Lloyd George represented Britain as one of the Big Three (together with

France and the United States) at the Paris Peace Conference in 1919. The

resulting treaties enlarged the British Empire as former German colonies in

Africa and Turkish holdings in the Middle East became British mandates. At

the same time Britain’s self-governing dominions—Canada, Australia, New

Zealand, and South Africa—became separate treaty signatories and separate

members of the new League of Nations. An intermittent civil war in Ireland

ended with a treaty negotiated by Lloyd George in 1921. Most of the island

became the Irish Free State, independent of British rule in all but name.

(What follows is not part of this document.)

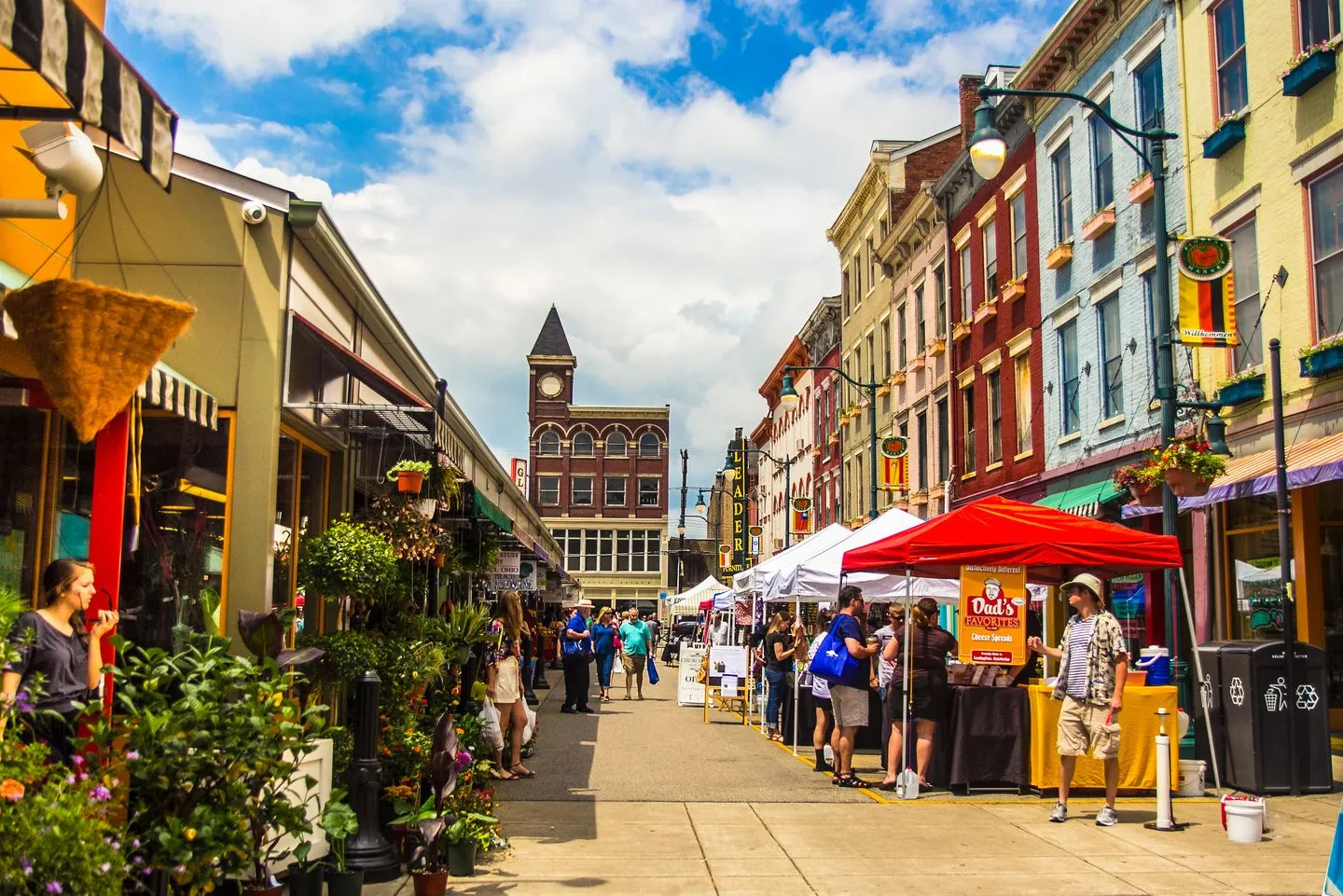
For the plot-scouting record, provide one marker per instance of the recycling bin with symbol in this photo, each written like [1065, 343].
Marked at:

The six counties of Northern Ireland continued to be represented in the

British Parliament, although they also gained their own provincial

parliament. The immediate postwar years were marked by economic boom, rapid

demobilization, and much labor strife. By 1922, however, the boom had

petered out. That year a rebellion by a group of Conservative members of

Parliament ended the prime ministership of Lloyd George, and the wholly

Conservative ministry of Andrew Bonar Law represented a return to “normal

times.”

The Interwar Era

During the early 1920s a major political shift took place in Britain. The

general election of 1922 gave victory to the Conservatives, but another

one, called a year later by Bonar Law’s successor, Stanley Baldwin, left no

party with a clear majority. As a consequence, Ramsay MacDonald, the Labour

Party leader, became the first professed socialist to serve as prime

minister of Great Britain. His first ministry in 1924, rested on Liberal

acquiescence; it lasted less than a year, when yet another election brought

back Baldwin’s Conservatives. Lloyd George’s and Asquith’s efforts at

Liberal reunion failed to restore the party’s fortunes, and it has remained

a minor party in British politics. The Baldwin ministry restored the gold

standard and enacted several social-reform measures, including the Widows’,

Orphans’, and Old Age Contributory Pensions Act, a national electric power

network, and a reform of local government. In 1928 women were given voting

rights that were equal to those of men.

Between 1929 and 1932 the international depression more than doubled an

already high rate of unemployment. In the course of three years, both the

levels of industrial activity and of prices dipped by a quarter, and

industries such as shipbuilding collapsed almost entirely. MacDonald’s

second Labour government found itself unable to cope with the depression,

and in 1931 it gave way to a national government, headed first by MacDonald

and then by Baldwin and made up mostly of Conservatives. The Labour Party

denounced MacDonald as a traitor, but the national government won an

overwhelming mandate in the general election of 1931. It took Britain off

the gold standard, restored protective tariffs, and subsidized the building

of houses. Between 1933 and 1937, the economy recovered steadily, with the

automobile, construction, and electrical industries leading the way.

Unemployment remained high, however, especially in Wales, Scotland, and

northern England. Interwar society was influenced by the radio (monopolized

by the British Broadcasting Corporation, which was begun in 1927) and the

cinema, but British life was little affected by the continental ideologies

of communism and fascism. The empire remained a fact, even though the

Statute of Westminster (1931) proclaimed the equality of Commonwealth

nations such as Canada and Australia. Religious attendance declined, but

King George V maintained the prestige of the monarchy. When his son, Edward

VIII, insisted on marrying a twice-divorced American in 1936, abdication

proved to be the only acceptable solution. Under Edward’s brother, George

VI, the monarchy again provided the model family of the land.